Au total, il s'écoule donc 4 mois au minimum entre le commandement de payer et l'audience (2 mois où le locataire peut payer sa dette pour éviter d'être assigné en justice, et deux mois ensuite pour que le Préfet, une fois informé de l'assignation, puisse tenter de résorber la dette par des aides extérieures.)

Cas particulier des locataires qui bénéficient de l’aide personnalisée au logement :

Dès qu’il constate la dette, le bailleur doit saisir la Section départementale des Aides Publiques au Logement (SDAPL) en vue d'assurer le maintien du versement de l’APL7. À partir de ce moment, il ne peut demander la résiliation du bail tant que la SDAPL n’a pas rendu sa décision. Cependant, si au bout de 3 mois, la SDAPL n’a toujours par pris de décision, le bailleur peut entreprendre de faire résilier le bail.

Cas particulier des locataires bénéficiant d’une allocation de logement :

Le principe est exactement le même que pour les bénéficiaires de l’APL, mais c’est cette fois la Caisse d’Allocations Familiales, organisme payeur des allocations de logement, qui doivent être saisie.

  • 8. Versement direct des allocations de logement au bailleur, notamment en cas de dette de loyer (article 116)

Les allocations de logement seront désormais versées directement par la Caisse d’Allocations Familiales au bailleur :

* sur demande de celui-ci, lorsque le locataire a une dette de loyer,

* ou lorsque le bailleur est un organisme HLM - ou dans les DOM, une société d’économie mixte qui a bénéficié des aides de l’État - de plus de 10 logements,

* ou lorsque le locataire et le bailleur se sont mis d’accord pour qu’il en soit ainsi.

Les modalités de versement de l’allocation de logement se rapprochent ainsi de celles de l’APL qui est toujours payée directement au bailleur.

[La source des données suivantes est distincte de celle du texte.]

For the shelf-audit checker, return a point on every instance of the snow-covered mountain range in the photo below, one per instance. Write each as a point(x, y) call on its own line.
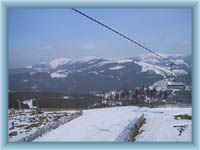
point(98, 74)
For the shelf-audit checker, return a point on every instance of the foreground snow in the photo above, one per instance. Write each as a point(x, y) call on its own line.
point(106, 124)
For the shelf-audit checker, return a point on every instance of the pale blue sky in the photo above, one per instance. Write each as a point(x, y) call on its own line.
point(41, 34)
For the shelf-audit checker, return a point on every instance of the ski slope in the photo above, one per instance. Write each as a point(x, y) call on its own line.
point(106, 124)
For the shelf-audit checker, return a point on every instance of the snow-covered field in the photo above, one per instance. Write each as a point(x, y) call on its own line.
point(106, 124)
point(25, 122)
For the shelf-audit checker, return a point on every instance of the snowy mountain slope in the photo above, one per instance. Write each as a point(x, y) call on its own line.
point(67, 75)
point(106, 124)
point(161, 126)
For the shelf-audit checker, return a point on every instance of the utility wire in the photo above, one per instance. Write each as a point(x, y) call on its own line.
point(124, 36)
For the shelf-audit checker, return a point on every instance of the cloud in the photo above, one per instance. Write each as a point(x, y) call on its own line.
point(47, 47)
point(89, 46)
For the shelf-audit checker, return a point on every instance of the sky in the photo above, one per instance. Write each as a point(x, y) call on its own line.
point(38, 35)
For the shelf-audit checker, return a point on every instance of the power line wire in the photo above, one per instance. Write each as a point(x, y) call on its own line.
point(124, 36)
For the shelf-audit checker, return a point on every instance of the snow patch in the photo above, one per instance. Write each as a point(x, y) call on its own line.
point(59, 62)
point(58, 75)
point(116, 67)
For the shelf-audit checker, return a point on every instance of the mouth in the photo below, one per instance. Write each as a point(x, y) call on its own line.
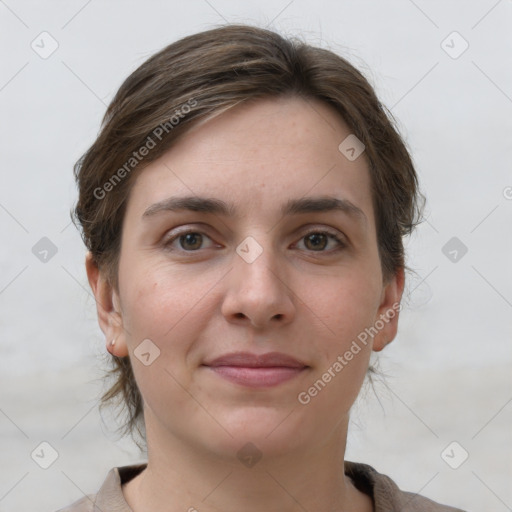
point(256, 371)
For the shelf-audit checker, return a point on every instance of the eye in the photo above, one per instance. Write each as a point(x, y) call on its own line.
point(188, 241)
point(318, 240)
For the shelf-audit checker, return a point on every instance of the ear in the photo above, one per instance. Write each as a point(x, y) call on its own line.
point(108, 308)
point(386, 320)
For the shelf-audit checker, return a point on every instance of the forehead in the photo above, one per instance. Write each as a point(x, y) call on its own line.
point(258, 156)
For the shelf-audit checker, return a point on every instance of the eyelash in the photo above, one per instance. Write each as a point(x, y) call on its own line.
point(341, 243)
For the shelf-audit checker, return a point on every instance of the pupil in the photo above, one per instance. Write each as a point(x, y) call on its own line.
point(190, 237)
point(316, 237)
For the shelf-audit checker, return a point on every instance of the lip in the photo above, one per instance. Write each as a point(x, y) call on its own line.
point(257, 370)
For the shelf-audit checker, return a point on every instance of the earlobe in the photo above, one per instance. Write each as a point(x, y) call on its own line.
point(386, 321)
point(109, 316)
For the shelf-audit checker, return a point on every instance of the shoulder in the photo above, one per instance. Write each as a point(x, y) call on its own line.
point(386, 495)
point(85, 504)
point(110, 495)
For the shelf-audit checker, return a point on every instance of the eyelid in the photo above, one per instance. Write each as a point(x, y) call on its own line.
point(334, 234)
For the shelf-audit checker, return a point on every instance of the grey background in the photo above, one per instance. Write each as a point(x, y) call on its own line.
point(448, 370)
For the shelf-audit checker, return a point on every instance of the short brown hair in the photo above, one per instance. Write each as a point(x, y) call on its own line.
point(202, 75)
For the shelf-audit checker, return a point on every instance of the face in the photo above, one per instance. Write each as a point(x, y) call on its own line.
point(265, 267)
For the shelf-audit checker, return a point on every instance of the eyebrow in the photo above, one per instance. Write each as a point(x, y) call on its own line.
point(291, 207)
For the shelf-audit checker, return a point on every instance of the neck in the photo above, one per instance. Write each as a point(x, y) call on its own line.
point(180, 477)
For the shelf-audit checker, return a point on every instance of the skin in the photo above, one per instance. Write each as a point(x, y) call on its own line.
point(307, 301)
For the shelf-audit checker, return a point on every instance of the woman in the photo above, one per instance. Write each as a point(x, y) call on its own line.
point(244, 207)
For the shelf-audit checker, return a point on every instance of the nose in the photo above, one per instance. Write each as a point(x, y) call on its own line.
point(257, 293)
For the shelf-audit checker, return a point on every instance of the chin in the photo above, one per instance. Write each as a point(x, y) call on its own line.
point(271, 431)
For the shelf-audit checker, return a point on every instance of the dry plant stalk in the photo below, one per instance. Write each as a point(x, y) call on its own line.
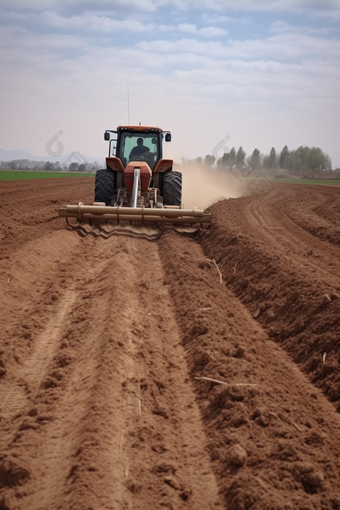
point(222, 382)
point(218, 267)
point(139, 398)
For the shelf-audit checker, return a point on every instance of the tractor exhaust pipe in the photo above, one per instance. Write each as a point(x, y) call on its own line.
point(136, 177)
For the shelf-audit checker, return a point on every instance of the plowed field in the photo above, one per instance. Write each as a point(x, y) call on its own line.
point(133, 375)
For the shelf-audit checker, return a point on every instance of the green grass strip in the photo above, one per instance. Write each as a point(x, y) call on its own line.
point(14, 175)
point(306, 181)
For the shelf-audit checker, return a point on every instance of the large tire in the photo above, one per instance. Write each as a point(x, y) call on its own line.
point(104, 186)
point(172, 188)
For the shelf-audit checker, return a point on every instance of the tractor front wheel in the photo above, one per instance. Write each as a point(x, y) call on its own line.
point(104, 186)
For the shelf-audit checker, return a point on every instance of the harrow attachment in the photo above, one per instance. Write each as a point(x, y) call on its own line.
point(101, 212)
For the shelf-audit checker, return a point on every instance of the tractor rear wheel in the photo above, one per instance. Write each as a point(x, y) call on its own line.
point(104, 186)
point(172, 188)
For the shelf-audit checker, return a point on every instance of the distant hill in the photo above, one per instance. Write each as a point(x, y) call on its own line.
point(6, 155)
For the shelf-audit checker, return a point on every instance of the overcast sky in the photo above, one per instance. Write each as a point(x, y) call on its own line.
point(264, 73)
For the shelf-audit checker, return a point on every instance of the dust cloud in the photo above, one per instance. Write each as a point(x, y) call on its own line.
point(202, 187)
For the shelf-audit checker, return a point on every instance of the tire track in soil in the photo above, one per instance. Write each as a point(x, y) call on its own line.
point(274, 444)
point(86, 441)
point(83, 442)
point(287, 277)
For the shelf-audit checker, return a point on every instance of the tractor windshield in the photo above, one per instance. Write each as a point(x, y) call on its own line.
point(139, 147)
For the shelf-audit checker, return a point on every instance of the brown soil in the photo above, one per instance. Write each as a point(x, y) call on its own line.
point(132, 378)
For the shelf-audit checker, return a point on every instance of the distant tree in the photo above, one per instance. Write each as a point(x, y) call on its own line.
point(255, 160)
point(272, 161)
point(239, 159)
point(283, 156)
point(48, 167)
point(209, 160)
point(82, 167)
point(73, 167)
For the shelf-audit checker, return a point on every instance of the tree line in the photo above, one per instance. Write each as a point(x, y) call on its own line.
point(48, 166)
point(298, 161)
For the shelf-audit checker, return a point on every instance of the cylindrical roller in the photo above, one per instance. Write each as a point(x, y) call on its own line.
point(93, 209)
point(63, 213)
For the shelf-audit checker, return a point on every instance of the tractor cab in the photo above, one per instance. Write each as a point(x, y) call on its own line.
point(138, 143)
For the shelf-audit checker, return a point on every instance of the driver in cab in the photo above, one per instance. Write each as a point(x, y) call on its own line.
point(140, 149)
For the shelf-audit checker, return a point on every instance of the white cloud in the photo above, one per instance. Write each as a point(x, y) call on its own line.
point(212, 31)
point(205, 31)
point(281, 89)
point(94, 23)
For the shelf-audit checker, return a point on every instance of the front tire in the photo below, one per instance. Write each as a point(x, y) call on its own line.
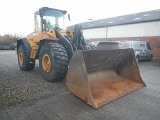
point(137, 59)
point(53, 61)
point(24, 61)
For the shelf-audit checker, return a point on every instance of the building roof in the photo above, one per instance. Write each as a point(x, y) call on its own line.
point(147, 16)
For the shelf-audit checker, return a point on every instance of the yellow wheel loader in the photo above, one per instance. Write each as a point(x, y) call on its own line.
point(95, 76)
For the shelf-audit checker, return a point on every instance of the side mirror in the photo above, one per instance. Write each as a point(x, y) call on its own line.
point(69, 17)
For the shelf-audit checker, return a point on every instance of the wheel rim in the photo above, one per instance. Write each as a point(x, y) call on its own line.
point(20, 57)
point(46, 63)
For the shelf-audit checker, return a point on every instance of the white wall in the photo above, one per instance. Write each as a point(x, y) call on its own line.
point(95, 33)
point(130, 30)
point(135, 30)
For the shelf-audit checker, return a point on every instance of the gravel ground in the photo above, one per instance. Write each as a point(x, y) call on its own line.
point(17, 86)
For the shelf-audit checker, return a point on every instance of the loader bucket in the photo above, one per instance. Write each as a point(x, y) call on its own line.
point(101, 76)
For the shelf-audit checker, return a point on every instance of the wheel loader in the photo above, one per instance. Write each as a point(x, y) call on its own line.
point(95, 76)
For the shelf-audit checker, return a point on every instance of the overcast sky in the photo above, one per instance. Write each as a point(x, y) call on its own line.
point(17, 15)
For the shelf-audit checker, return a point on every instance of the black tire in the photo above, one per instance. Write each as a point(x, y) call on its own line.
point(91, 47)
point(137, 59)
point(25, 63)
point(58, 62)
point(150, 58)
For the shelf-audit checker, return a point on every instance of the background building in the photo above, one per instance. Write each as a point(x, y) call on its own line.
point(144, 26)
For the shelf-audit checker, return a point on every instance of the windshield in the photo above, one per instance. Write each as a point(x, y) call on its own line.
point(53, 18)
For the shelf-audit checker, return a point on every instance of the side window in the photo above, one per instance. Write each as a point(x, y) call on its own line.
point(37, 23)
point(148, 46)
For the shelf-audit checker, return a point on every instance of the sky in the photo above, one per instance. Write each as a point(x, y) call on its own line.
point(17, 16)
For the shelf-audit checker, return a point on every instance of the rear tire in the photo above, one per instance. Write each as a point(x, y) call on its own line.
point(150, 58)
point(137, 59)
point(53, 61)
point(24, 60)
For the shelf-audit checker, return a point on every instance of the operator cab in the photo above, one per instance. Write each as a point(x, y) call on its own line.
point(47, 18)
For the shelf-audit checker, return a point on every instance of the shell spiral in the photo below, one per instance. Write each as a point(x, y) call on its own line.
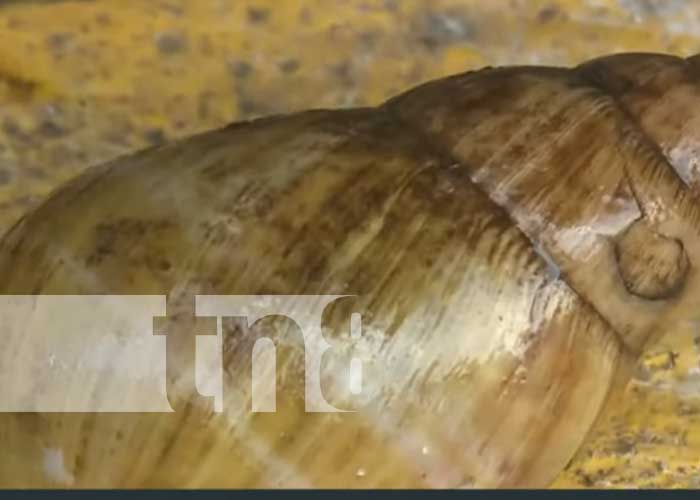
point(512, 237)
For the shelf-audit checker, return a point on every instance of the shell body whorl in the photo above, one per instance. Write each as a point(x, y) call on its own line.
point(513, 237)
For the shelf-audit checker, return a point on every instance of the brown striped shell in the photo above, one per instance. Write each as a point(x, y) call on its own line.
point(514, 238)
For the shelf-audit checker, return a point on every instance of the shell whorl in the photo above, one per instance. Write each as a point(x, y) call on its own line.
point(515, 237)
point(598, 165)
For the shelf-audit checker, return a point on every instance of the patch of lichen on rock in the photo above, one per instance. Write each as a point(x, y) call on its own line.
point(85, 81)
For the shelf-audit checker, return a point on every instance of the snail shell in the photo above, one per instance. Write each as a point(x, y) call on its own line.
point(513, 239)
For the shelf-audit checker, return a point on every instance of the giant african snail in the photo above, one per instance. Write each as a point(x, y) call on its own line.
point(515, 237)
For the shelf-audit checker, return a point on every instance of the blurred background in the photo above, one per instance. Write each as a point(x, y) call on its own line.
point(84, 81)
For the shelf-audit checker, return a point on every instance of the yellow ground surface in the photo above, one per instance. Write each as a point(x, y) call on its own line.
point(84, 81)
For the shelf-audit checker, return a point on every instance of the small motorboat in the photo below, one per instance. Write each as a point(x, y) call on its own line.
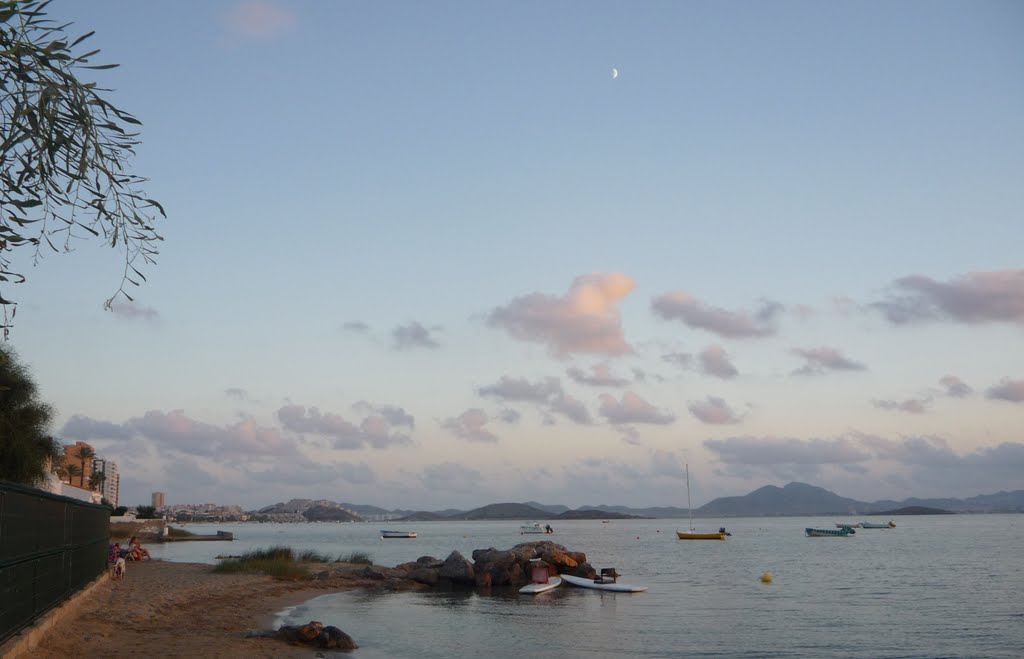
point(841, 532)
point(606, 580)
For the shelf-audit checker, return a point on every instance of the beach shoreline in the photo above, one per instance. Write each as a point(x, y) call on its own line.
point(185, 609)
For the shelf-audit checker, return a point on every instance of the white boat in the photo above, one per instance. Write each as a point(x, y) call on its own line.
point(599, 584)
point(534, 588)
point(876, 525)
point(692, 533)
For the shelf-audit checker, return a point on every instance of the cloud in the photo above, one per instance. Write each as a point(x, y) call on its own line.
point(911, 405)
point(679, 305)
point(955, 387)
point(1012, 390)
point(237, 393)
point(521, 390)
point(355, 326)
point(451, 477)
point(509, 415)
point(715, 361)
point(547, 393)
point(714, 410)
point(413, 336)
point(633, 409)
point(258, 19)
point(819, 360)
point(394, 415)
point(681, 359)
point(133, 311)
point(585, 320)
point(373, 431)
point(600, 377)
point(470, 427)
point(176, 431)
point(974, 298)
point(81, 428)
point(787, 450)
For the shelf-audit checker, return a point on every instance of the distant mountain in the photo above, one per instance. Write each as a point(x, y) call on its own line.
point(330, 514)
point(593, 514)
point(795, 498)
point(506, 512)
point(554, 510)
point(663, 512)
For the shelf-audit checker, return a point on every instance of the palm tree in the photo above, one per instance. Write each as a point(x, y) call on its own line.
point(96, 481)
point(72, 471)
point(27, 449)
point(83, 452)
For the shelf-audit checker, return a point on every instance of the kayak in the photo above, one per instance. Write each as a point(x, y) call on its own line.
point(534, 588)
point(597, 585)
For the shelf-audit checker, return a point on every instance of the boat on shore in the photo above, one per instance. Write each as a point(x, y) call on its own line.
point(537, 527)
point(840, 532)
point(541, 578)
point(691, 534)
point(607, 580)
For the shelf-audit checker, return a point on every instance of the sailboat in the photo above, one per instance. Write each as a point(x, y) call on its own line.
point(692, 534)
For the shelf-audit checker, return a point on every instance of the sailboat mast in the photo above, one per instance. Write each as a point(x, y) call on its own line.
point(688, 507)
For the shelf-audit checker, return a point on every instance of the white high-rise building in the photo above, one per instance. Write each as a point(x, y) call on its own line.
point(112, 480)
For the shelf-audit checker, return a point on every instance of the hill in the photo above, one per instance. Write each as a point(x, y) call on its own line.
point(505, 512)
point(795, 498)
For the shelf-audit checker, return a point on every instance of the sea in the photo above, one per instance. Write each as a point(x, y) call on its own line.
point(944, 585)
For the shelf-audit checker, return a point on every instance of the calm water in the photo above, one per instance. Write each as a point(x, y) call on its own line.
point(934, 586)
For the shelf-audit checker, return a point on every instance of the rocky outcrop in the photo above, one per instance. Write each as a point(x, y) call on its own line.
point(313, 633)
point(489, 567)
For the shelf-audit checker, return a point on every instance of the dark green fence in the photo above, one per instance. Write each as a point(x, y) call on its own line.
point(50, 547)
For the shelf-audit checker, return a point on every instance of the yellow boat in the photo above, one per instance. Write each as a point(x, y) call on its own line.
point(692, 534)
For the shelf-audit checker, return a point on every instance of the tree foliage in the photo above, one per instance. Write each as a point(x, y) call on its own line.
point(64, 154)
point(27, 449)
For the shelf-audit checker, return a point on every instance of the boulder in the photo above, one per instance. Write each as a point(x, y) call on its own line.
point(429, 576)
point(334, 639)
point(457, 569)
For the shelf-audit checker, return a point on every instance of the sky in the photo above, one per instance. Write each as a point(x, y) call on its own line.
point(435, 255)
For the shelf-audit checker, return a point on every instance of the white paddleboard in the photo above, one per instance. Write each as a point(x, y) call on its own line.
point(534, 588)
point(590, 583)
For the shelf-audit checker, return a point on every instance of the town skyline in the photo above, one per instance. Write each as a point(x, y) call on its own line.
point(441, 254)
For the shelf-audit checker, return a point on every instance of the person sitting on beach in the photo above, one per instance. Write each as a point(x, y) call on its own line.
point(137, 552)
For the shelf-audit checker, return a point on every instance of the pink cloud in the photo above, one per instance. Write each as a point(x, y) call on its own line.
point(973, 298)
point(584, 320)
point(679, 305)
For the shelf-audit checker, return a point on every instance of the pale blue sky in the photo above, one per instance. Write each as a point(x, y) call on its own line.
point(444, 172)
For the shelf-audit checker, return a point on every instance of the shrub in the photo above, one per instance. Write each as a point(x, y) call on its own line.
point(356, 557)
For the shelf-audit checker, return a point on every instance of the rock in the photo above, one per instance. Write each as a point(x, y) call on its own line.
point(430, 576)
point(457, 569)
point(334, 639)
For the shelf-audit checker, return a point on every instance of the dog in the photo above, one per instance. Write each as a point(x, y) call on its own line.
point(120, 567)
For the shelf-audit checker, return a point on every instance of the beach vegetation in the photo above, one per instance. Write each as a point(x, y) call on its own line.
point(64, 154)
point(279, 562)
point(28, 451)
point(356, 557)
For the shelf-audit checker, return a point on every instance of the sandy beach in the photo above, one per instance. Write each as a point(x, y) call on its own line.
point(184, 609)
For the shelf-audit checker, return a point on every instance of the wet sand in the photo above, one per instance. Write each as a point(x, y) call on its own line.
point(184, 609)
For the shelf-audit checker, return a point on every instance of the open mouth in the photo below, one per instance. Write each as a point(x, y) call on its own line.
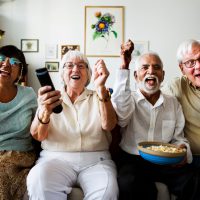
point(150, 81)
point(197, 75)
point(4, 73)
point(75, 77)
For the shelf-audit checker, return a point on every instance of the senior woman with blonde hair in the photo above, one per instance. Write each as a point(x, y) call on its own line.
point(75, 142)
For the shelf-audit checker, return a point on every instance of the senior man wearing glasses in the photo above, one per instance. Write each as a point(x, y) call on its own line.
point(187, 90)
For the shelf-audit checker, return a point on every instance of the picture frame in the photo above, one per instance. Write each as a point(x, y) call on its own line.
point(30, 45)
point(51, 51)
point(52, 66)
point(140, 47)
point(104, 31)
point(65, 48)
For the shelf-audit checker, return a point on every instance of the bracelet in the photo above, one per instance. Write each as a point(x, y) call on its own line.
point(41, 120)
point(108, 97)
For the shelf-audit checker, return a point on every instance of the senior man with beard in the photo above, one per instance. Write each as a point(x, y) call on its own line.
point(147, 115)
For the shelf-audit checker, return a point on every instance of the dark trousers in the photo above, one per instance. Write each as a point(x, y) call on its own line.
point(137, 177)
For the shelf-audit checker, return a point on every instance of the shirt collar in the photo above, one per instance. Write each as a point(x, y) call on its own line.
point(159, 102)
point(83, 96)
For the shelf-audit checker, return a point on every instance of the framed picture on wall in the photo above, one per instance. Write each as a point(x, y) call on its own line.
point(30, 45)
point(52, 66)
point(51, 51)
point(104, 30)
point(140, 47)
point(67, 47)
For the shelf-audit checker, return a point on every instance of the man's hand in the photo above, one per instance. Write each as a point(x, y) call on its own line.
point(126, 51)
point(100, 73)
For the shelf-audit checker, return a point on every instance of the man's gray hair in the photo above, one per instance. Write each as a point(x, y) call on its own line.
point(76, 54)
point(149, 53)
point(184, 48)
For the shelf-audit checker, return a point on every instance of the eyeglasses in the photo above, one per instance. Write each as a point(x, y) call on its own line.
point(191, 63)
point(70, 65)
point(13, 61)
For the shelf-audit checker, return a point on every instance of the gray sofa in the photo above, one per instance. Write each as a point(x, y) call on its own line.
point(77, 194)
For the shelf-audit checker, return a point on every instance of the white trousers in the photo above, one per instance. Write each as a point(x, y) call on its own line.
point(55, 173)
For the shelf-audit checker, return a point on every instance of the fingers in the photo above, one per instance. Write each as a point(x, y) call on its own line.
point(48, 99)
point(100, 68)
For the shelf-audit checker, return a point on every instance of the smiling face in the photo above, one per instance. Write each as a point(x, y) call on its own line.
point(9, 71)
point(75, 74)
point(150, 74)
point(193, 73)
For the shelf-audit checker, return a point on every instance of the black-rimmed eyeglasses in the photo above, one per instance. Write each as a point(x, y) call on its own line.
point(71, 65)
point(191, 63)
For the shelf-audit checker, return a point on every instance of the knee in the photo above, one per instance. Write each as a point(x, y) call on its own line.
point(39, 177)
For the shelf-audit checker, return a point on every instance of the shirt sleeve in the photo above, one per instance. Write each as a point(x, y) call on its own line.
point(178, 137)
point(121, 98)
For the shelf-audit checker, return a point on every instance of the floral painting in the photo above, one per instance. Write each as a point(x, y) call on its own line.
point(103, 30)
point(104, 26)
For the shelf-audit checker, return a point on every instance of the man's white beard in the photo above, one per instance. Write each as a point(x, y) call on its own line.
point(142, 85)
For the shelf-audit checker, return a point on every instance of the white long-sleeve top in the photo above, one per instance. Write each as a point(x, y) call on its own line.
point(142, 121)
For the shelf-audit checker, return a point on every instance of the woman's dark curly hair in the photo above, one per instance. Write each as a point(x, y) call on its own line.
point(12, 51)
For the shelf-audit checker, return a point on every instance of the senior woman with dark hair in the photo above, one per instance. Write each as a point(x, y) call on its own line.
point(17, 109)
point(75, 142)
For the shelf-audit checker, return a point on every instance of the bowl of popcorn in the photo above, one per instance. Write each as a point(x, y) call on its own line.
point(161, 153)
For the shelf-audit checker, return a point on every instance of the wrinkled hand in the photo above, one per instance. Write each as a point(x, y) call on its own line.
point(100, 73)
point(48, 100)
point(126, 51)
point(184, 161)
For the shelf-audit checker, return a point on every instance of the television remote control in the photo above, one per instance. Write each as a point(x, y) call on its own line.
point(45, 79)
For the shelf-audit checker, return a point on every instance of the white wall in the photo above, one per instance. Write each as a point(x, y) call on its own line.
point(164, 23)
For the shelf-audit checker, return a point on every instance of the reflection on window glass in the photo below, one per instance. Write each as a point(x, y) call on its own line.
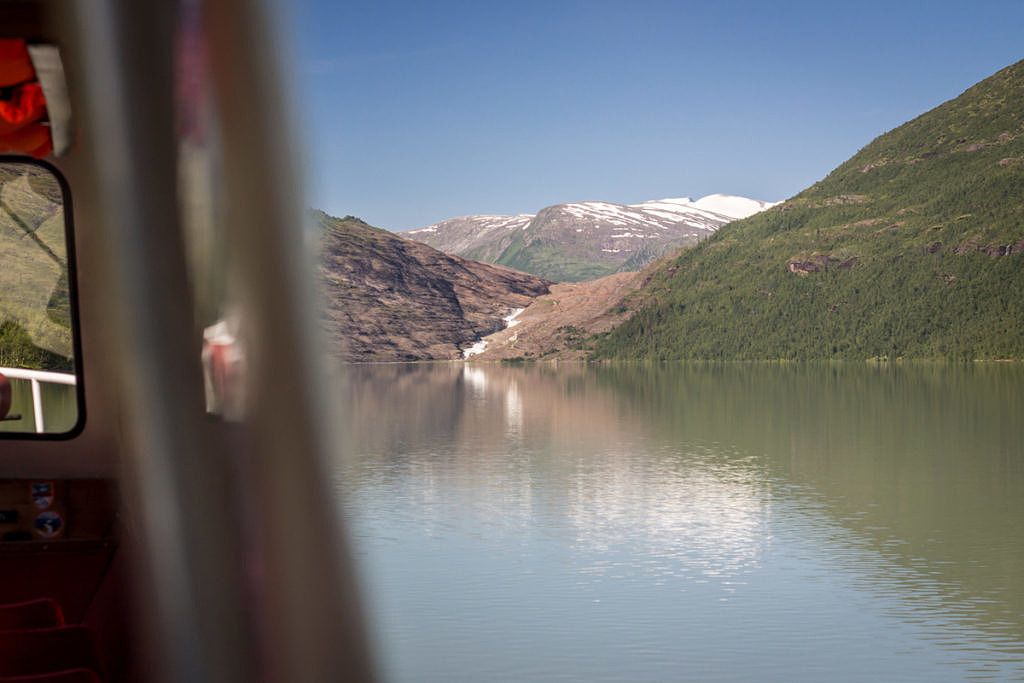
point(37, 359)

Si aucune solution n’a été trouvée pour résorber la dette de loyer dans les délais mentionnés plus haut, le juge peut prononcer la résiliation du bail. Il est alors possible de lui demander d’accorder un délai avant d’ordonner l’expulsion (c’est-à-dire avant d’autoriser la délivrance du « commandement d’avoir à libérer les locaux »), pour permettre la recherche d’un relogement. Ce délai peut aller de 3 mois minimum à 3 ans maximum et le juge peut l’accorder même si aucune demande ne lui est faite.

La loi d’orientation contre les exclusions précise que, lorsque le juge ordonne l’expulsion ou lorsqu’il est saisi d’une demande de délai (à laquelle il donne suite ou non), il peut, même de sa propre initiative, décider d’informer le Préfet : l’objectif est de permettre à ce dernier de prendre en compte la demande de relogement du locataire dans le cadre du Plan départemental d’action pour le logement des personnes défavorisées (PDALPD)

Il faut par ailleurs rappeler qu’une fois que l’expulsion est ordonnée, il est encore possible de faire appel, sous 15 jours si le juge saisi par le bailleur est le juge des référés (dans ce cas, l’expulsion a été prononcée par ordonnance), ou sous un mois si c’est le juge d’instance (l’expulsion a alors été prononcée suite à un jugement) Si l’appel échoue et que le « commandement d’avoir à libérer les locaux » est envoyé au locataire, ce dernier dispose encore de deux mois avant de quitter son logement.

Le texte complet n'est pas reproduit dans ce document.